Science
In reply to the discussion: Is interstellar travel possible? [View all]samson212
(83 posts)The whole point of the Alcubierre drive is that there's no thrust involved. Rather than using a conventional engine (with which you're right, it would be impossible to approach relativistic speeds much less accomplish interstellar travel) this kind of engine actually compresses / expands space-time in front of and behind the vehicle. The ship would be in a locally flat region of space-time, i.e. a non-accelerated frame, so the rocket equation is completely irrelevant. You can call them kooks if you want, but it won't stop scientists from investigating the actual science that is involved here.

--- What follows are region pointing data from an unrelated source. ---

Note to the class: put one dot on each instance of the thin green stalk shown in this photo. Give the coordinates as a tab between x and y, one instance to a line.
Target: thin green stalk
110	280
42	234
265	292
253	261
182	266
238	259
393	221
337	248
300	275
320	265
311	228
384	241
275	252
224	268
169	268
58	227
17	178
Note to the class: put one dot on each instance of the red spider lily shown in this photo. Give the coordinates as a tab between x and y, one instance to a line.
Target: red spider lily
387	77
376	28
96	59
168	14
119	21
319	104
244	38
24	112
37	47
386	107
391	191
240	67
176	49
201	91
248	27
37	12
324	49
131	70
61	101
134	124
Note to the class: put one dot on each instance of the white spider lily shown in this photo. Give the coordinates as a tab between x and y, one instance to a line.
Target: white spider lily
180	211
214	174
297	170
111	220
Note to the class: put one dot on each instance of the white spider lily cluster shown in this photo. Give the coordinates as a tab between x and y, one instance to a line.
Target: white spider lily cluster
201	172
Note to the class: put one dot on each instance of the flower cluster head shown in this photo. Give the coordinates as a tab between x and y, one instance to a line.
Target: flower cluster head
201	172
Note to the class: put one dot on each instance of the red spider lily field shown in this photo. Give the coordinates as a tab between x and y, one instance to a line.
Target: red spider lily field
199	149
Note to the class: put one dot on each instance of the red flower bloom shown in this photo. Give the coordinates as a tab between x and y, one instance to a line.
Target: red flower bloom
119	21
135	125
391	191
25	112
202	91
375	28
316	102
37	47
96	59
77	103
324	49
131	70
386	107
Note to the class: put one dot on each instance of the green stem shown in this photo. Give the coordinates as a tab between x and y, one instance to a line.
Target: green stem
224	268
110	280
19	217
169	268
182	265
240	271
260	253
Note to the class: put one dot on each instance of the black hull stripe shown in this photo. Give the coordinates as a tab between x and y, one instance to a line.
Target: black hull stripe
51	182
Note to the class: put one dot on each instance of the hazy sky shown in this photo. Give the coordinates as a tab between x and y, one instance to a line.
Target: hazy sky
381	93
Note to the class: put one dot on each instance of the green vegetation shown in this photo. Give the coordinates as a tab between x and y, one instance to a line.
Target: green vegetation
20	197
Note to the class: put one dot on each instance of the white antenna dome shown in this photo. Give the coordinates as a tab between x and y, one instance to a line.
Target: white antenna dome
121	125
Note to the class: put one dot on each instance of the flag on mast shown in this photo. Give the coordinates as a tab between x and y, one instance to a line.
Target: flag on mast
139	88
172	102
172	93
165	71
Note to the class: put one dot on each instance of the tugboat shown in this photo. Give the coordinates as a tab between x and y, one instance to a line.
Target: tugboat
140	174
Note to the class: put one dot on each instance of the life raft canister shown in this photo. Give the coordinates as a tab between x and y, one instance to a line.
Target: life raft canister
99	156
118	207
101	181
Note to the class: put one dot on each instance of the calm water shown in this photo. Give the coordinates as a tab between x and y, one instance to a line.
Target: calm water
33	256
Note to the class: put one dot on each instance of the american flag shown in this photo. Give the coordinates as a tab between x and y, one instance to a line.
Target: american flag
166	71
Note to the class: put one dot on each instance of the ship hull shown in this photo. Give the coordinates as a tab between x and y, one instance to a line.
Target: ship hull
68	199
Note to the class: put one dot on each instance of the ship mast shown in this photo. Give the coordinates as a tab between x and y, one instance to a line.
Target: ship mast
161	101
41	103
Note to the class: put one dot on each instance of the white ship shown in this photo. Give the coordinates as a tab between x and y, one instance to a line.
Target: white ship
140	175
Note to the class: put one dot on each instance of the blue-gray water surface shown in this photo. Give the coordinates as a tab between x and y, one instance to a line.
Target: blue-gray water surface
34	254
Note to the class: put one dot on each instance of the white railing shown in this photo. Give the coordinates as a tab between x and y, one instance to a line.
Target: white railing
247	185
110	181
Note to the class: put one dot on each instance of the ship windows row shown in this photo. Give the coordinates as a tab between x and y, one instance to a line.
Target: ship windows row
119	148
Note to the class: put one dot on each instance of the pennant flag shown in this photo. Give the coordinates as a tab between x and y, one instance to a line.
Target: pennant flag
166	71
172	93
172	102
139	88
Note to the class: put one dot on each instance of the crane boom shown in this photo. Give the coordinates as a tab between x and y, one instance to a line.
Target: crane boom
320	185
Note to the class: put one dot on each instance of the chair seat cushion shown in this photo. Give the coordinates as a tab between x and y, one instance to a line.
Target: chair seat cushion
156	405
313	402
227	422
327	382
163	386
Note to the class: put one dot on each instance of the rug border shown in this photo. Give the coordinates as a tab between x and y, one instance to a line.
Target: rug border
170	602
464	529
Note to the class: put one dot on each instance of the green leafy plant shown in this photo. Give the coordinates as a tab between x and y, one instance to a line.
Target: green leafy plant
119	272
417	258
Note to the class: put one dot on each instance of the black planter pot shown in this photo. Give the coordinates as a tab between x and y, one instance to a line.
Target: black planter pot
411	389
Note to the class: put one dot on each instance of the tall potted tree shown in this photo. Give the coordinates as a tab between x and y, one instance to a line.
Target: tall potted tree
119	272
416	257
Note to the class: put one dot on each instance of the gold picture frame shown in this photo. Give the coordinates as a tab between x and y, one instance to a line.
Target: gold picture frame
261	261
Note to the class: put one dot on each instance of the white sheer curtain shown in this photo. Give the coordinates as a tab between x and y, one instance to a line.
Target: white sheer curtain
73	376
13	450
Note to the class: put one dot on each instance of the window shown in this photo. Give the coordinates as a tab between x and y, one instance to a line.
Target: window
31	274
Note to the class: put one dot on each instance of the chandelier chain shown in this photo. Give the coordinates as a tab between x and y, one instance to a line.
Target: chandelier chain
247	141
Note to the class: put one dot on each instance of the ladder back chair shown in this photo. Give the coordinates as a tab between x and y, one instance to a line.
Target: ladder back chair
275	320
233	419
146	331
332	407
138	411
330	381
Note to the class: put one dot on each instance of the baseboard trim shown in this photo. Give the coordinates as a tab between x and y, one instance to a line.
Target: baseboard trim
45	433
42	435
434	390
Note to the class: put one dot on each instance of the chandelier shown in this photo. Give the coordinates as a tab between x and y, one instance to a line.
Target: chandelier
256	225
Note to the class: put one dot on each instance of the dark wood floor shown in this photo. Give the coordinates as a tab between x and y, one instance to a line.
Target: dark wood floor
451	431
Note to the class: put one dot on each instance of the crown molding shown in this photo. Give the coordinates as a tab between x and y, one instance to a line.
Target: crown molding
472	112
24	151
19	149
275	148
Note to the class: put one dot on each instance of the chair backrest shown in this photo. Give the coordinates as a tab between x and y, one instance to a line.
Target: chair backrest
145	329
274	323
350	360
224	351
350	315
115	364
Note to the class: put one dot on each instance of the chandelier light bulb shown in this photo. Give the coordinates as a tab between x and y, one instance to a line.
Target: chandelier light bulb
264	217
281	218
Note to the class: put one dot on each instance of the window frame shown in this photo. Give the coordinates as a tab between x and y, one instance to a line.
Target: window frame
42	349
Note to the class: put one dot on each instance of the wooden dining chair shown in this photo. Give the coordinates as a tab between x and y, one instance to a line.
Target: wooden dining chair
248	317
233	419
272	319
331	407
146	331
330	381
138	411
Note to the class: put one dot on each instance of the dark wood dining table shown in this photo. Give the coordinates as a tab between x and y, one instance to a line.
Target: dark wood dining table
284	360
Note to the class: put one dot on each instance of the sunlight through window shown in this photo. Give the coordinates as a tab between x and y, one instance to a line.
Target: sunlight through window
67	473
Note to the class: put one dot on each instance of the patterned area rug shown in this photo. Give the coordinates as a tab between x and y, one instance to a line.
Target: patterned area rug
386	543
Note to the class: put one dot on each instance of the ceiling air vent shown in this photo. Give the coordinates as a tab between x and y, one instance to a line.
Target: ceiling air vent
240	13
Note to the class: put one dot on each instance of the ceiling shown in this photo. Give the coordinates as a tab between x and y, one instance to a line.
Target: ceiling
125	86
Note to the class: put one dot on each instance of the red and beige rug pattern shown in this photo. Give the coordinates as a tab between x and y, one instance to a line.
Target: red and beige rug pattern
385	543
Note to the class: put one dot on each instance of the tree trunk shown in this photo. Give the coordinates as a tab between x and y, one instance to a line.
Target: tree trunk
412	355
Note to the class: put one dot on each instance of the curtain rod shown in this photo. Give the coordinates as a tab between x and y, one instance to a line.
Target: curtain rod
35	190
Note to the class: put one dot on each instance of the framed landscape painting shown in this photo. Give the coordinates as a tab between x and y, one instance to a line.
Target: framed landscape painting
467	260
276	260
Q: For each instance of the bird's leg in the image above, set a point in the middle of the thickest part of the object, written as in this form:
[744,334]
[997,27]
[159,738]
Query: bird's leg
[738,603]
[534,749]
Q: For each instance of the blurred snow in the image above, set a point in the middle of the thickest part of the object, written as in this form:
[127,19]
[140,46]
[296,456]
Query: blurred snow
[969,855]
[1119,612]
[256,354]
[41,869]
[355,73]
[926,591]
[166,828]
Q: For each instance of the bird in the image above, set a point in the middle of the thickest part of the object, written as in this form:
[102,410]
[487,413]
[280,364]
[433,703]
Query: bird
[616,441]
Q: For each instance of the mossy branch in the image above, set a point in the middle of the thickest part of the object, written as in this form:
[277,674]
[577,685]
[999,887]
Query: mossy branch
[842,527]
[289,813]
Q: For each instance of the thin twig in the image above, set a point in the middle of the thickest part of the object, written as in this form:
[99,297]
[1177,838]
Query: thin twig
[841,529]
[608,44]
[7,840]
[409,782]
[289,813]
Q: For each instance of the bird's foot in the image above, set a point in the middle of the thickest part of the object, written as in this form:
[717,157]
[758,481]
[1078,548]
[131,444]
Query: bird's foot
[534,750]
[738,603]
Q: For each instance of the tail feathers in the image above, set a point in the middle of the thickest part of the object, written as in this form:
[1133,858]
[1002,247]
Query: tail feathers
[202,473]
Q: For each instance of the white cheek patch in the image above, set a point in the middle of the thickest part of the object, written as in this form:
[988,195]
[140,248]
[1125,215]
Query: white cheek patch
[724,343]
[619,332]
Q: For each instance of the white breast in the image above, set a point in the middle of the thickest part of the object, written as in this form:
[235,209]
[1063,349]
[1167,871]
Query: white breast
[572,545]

There are a lot of real issues with the science. An initial problem was that, should the mathematical issues be worked out, the amounts of energy that would theoretically be required to operate such a drive are astronomical. Literally. Like, more than the energy of the entire universe. Recently, theoretical physicists have been able to reduce the requirements to more 'manageable' numbers, to something more like the energy contained in the Voyager 1 probe. Still, you'd have to convert the whole thing to energy, which we don't have a way to do. It's a lot of energy.
Another problem I've heard is that there may not be a way to safely collapse the bubble once you've built it, so you could travel across the universe in the blink of an eye, but you'd just keep right on going out into the void, never being able to return to normal space. I've also heard it said that if you could collapse such a bubble, all of the energy you used to erect it would be catastrophically released, completely annihilating anything nearby...
But this is a real scientific theory. It may be shown to be incorrect when we figure out quantum gravity, but there's definitely real mathematics behind it.